Tuesday, April 9, 2013

While They're Young: Part 1

I published this story on April 9th, 2013 as a stand alone story, but realized that when it comes to "getting them while they're young" I absolutely must talk about religious indoctrination and how that ties in with gender socialization.  So stick around, this is only the beginning.

The phenomenon of "gender reveal" baby showers is an irritating, heteronormative trend that just needs to stop.  Whenever I hear a new mom gushing over "finding out what color to paint the nursery," I just let it go.  Because that isn't the appropriate moment to fight abouts gender norms.  But will I rant about it here?  Oh you better believe it.
Blue bow ties for boy, pink pearls for girl.
For those of you who have no idea what the hell a "gender reveal" baby shower is (obviously you don't have a Pinterest account), I'll fill you in.  It functions like any other baby shower, except the party is themed around the guests attempting to guess the baby's gender.  The guests are given a pink or blue gender-specific party favor of some sort in order to show their team spirit.  Then at the end of the party, the couple reveals the baby's gender, also through the use of a pink or blue gender-specific prop.  I've included some examples throughout this article.

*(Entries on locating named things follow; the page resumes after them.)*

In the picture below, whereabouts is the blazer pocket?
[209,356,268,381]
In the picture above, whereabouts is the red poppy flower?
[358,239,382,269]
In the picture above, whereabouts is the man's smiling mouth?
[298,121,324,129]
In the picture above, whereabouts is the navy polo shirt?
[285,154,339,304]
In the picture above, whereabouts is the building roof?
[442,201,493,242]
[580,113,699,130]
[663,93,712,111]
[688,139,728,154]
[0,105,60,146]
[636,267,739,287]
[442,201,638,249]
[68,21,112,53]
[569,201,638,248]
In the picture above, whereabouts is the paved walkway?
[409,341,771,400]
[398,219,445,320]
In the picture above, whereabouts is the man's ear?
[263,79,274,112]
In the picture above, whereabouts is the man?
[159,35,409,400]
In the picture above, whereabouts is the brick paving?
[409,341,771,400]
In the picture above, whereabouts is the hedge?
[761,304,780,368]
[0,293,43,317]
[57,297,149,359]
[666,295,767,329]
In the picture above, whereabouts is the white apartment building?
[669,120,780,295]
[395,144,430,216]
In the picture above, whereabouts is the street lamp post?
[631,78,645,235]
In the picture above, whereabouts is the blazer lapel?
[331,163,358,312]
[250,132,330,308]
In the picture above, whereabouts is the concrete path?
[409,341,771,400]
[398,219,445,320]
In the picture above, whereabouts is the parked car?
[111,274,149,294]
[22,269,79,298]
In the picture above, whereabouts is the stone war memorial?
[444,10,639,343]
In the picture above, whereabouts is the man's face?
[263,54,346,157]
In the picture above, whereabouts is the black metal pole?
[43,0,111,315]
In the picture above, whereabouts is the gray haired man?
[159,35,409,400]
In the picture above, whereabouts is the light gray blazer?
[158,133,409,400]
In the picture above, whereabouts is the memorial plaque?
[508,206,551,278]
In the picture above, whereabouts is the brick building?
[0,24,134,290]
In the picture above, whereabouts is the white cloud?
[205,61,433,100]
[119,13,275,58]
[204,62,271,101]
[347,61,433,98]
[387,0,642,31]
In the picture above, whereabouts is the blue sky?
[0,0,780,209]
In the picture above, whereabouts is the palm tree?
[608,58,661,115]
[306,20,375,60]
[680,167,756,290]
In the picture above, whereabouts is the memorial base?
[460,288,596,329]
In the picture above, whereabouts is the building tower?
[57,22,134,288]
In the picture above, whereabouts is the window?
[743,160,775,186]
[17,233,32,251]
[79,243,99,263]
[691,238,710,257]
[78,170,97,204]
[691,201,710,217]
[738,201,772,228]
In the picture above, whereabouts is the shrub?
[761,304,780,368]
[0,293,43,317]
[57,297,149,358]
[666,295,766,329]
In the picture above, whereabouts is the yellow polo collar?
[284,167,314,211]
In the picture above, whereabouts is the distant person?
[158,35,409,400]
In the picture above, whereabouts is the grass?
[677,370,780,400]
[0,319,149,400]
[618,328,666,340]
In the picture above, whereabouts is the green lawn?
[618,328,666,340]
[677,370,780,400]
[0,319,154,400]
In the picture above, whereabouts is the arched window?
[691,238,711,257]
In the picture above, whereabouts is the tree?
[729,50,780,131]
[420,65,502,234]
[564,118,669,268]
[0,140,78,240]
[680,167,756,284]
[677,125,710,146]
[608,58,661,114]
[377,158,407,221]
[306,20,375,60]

Frankly, I would be concerned if my baby was born with a mustache.
I understand that parents-to-be are excited and want to know as much about their child as they can before it's born.  But if there's one thing that's true of all children it's that they will grow up to disappoint you.  By that, I mean children are never who you wish for them to be.  They may fulfill some of the daydreams you have about them, but if they didn't surprise you by being their own individuals, they wouldn't be half as fun.  It's perfectly natural to imagine who they might grow up to be, it's another thing all together to start shoving gender norms down their throat before they're even born.
Baby genitals.  Classy.
That being said, I will play devil's advocate and say that, yes, chances are vastly in your favor if you predict your baby's gender based on it's genitalia.  About 97% to 99% in your favor, depending on who you ask.  But having that assumption, there's nothing else you can assume about them based on their gender.  Why would you assume a baby is likely to play football strictly because of a penis?  Why would assume a baby is more likely to be a ballerina because of a vagina?  The only possible answer can be because society will place pressure on them to participate in those activities because of their assigned gender.  So your prediction odds get even worse.  There are plenty of boys who don't like sports.  There are plenty of girls who don't like dancing.  And there are plenty of both who pretend to enjoy those activities because it's expected of them.  I could go on and on about assumed professions, personalities, fashion sense, sexual practices, role models, and more.
It's A...bunch of balloons and a confused sibling!
Even I'm guilty of this to some degree.  Chris and I are nowhere near the point of adoption yet, but we've discussed what names we'd like for our kids.  And are they gender-neutral?  No.  We've picked out Zoe Kathryn (named after Firefly and Voyager characters) for our future daughter and Leonard Jake (named after our friend Jake and many nerdy references) for our future son.  That being said, I do plan on having gender-neutral nurseries (I'm thinking Star Trek for Zoe and Winnie the Pooh for Leonard) and I want to have as many options for toys and clothing, gendered and neutral, as they want when they're older.  Will I have dresses for my future daughter?  Absolutely.  Have you seen how damn cute some of those baby dresses are?!  But I'll have plenty of neutral clothes that are less complicated as well.  I don't plan on cutting either of my kids' hair until they express a desire to.  I'll do my best to keep the pinks and blues to a minimum.  And once my kids are old enough to tell me their gender, they will have full control over how they express it.
A shower of heteronormative expectations.
I guess my point is it's okay to engage in a few gendered practices with your infant (it's damn near impossible not to), so long as you do so with the full understanding that your kid may look back on their baby pictures and be absolutely mortified.  Even if you do end up having a female baby who identifies as a girl, she may still want to burn that picture of her third birthday in the pink tutu.  And even if you do end up having a male baby who identifies as a boy, he may still have more fun with Barbie than with Superman.  Just something to consider.
Look at that happy wee one!  Who says toy selection can be predicted at birth?